Others who caused headaches for establishment Republicans in 2010 and 2012 have left the party altogether. Last summer, Maine’s Republican National Committeeman Mark Willis and six members of the state committee quit the GOP.
Victor Berardelli of Newburgh leads the Maine Republican Liberty Caucus. He said many of those who left were members of his group, who became disillusioned with the party, and now he’s trying to rebuild not only his group, but the sense of unity in the party.
“I’m recruiting new members, people who have not been part of politics, who are cynical of the process,” he said. “But I’m trying to explain that if we’re civil, if we work from within, we can effect change.”
Berardelli credited Bennett with being willing to listen to voices within the party that had previously been marginalized. Former state Chairman Charlie Webster famously called the libertarian and tea party factions “wingnuts.”
“Rick is acknowledging that our wing exists, which is refreshing from the way things worked when Charlie Webster was chairman,” Berardelli said.
The third — and perhaps strongest — uniting force was Republican Gov. Paul LePage, whose statewide favorability is low but is incredibly popular among members of his own party.
LePage is running in a three-way race for governor this year. His opponents are U.S. Rep. Mike Michaud, a Democrat, and independent businessmen Eliot Cutler. Most observers predict a tight race between LePage and Michaud.

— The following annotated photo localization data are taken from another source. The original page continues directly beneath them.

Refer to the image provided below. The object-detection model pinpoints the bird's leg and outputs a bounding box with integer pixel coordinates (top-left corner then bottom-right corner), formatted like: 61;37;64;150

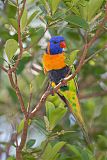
60;79;67;87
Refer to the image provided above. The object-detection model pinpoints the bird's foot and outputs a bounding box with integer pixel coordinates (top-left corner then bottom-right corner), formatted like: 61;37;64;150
50;87;54;96
60;79;67;87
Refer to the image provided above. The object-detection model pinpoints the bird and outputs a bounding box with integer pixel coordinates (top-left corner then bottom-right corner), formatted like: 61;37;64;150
42;36;90;145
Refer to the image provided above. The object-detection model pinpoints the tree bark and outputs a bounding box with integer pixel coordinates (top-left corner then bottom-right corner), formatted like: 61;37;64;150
16;148;23;160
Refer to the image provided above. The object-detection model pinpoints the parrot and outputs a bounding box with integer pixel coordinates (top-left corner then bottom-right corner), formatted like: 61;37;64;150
42;36;90;145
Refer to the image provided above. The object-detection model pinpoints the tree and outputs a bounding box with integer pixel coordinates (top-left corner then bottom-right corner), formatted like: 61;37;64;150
0;0;107;160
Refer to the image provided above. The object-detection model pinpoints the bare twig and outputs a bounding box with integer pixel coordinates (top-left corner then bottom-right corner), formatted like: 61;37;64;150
0;64;7;73
16;118;29;160
84;46;107;65
6;0;27;117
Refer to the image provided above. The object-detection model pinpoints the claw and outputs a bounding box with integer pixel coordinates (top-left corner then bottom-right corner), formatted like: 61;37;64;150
60;79;67;86
50;86;54;96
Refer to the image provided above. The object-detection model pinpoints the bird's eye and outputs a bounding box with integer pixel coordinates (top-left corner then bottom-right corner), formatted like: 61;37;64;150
53;41;57;44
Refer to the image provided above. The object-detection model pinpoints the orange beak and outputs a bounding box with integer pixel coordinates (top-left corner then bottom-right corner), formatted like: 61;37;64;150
60;41;66;48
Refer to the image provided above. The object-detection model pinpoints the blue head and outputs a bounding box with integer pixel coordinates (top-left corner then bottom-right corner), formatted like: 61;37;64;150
46;36;66;55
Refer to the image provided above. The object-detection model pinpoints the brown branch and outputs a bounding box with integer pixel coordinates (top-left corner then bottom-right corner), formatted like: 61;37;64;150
10;1;26;72
83;47;106;65
16;118;29;160
29;89;50;118
19;0;26;18
0;64;7;73
18;119;29;150
30;1;107;118
6;0;27;116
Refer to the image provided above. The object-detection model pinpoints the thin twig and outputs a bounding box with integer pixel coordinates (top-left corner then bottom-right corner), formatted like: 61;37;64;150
0;64;7;73
84;47;107;65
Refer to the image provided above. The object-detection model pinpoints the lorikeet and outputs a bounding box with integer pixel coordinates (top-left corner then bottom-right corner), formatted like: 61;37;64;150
42;36;90;145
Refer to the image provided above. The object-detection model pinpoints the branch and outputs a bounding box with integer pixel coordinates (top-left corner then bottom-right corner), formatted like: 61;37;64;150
19;0;26;18
30;1;107;118
9;0;26;74
0;64;7;73
83;46;107;65
6;0;27;116
18;119;29;151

The governor was the common theme Friday. No matter what wing of the party any particular activist represented — libertarian, tea party, establishment or hard-line conservative — support for LePage was near universal.

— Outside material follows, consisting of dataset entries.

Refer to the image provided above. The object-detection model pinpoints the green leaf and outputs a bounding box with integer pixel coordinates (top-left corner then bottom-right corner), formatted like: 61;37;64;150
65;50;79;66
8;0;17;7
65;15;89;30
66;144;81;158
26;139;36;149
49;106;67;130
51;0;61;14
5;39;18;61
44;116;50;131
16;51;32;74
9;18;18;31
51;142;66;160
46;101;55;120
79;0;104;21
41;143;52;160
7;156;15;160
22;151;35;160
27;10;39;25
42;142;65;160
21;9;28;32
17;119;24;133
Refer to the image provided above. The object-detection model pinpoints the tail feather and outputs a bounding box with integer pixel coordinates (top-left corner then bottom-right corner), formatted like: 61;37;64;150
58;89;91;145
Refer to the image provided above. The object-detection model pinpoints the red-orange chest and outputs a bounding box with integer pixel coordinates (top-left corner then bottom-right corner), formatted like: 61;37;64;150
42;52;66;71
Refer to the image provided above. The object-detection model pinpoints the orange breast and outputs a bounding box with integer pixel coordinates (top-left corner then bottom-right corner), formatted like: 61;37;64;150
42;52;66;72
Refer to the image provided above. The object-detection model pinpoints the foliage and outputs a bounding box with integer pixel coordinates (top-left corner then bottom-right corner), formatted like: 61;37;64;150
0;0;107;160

Most of the afternoon’s speakers spent a large amount of their time drumming up enthusiasm for the governor and slamming Michaud, who they portrayed as an ineffective congressman who would increase spending and take marching orders from national Democrats and unions if elected governor.

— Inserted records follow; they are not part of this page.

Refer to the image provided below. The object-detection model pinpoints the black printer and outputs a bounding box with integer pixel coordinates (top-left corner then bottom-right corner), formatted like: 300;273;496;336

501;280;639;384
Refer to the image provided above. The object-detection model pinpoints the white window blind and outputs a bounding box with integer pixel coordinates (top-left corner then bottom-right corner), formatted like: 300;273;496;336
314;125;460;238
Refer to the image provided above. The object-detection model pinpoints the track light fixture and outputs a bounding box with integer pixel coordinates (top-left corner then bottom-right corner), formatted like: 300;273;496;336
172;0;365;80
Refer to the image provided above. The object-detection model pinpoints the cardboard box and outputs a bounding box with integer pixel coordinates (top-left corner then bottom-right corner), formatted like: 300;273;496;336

“I urge you to get involved, because it will determine whether we’re free or will remain forever slaves to hopeless debt,” said Mary Adams, a longtime anti-tax activist from Garland. “With his liberal voting record, a vote for Mike Michaud would be like putting [U.S. House Minority Leader] Nancy Pelosi in the Blaine House.”
Maine’s Democratic Party Chairman, Ben Grant, said Republican unity came at the expense of winning over new voters.
“They’re uniting around the most conservative elements of their party,” he said in an interview. “They’re running a campaign about firing up the base. They’re not reaching out to anyone else.”
The party has trumpeted efforts to expand its base, to bring in more young people, women and minorities. But Grant said it was all a show. For example, he pointed to the GOP’s new platform, which was approved Friday and contains a provision opposing same-sex marriage, which was approved by voters in 2012.
“They’re talking a good game, but the underlying policies or values haven’t changed,” Grant said. “The people of Maine spoke loud, clear and recently, saying that marriage should be expanded to gay and lesbian couples, but [Republicans] have doubled down on the opposite. That’s not reaching out.”
The convention continues Saturday, with most of the event’s most high profile speakers, including the libertarian favorite, Sen. Rand Paul, R-Ky, Ron Paul’s son.
Also taking the stage are Collins, LePage, and N.C. Gov. Pat McCrory, as well as the GOP’s 2nd Congressional District candidates, former state Senate President Kevin Raye and former state Treasurer Bruce Poliquin.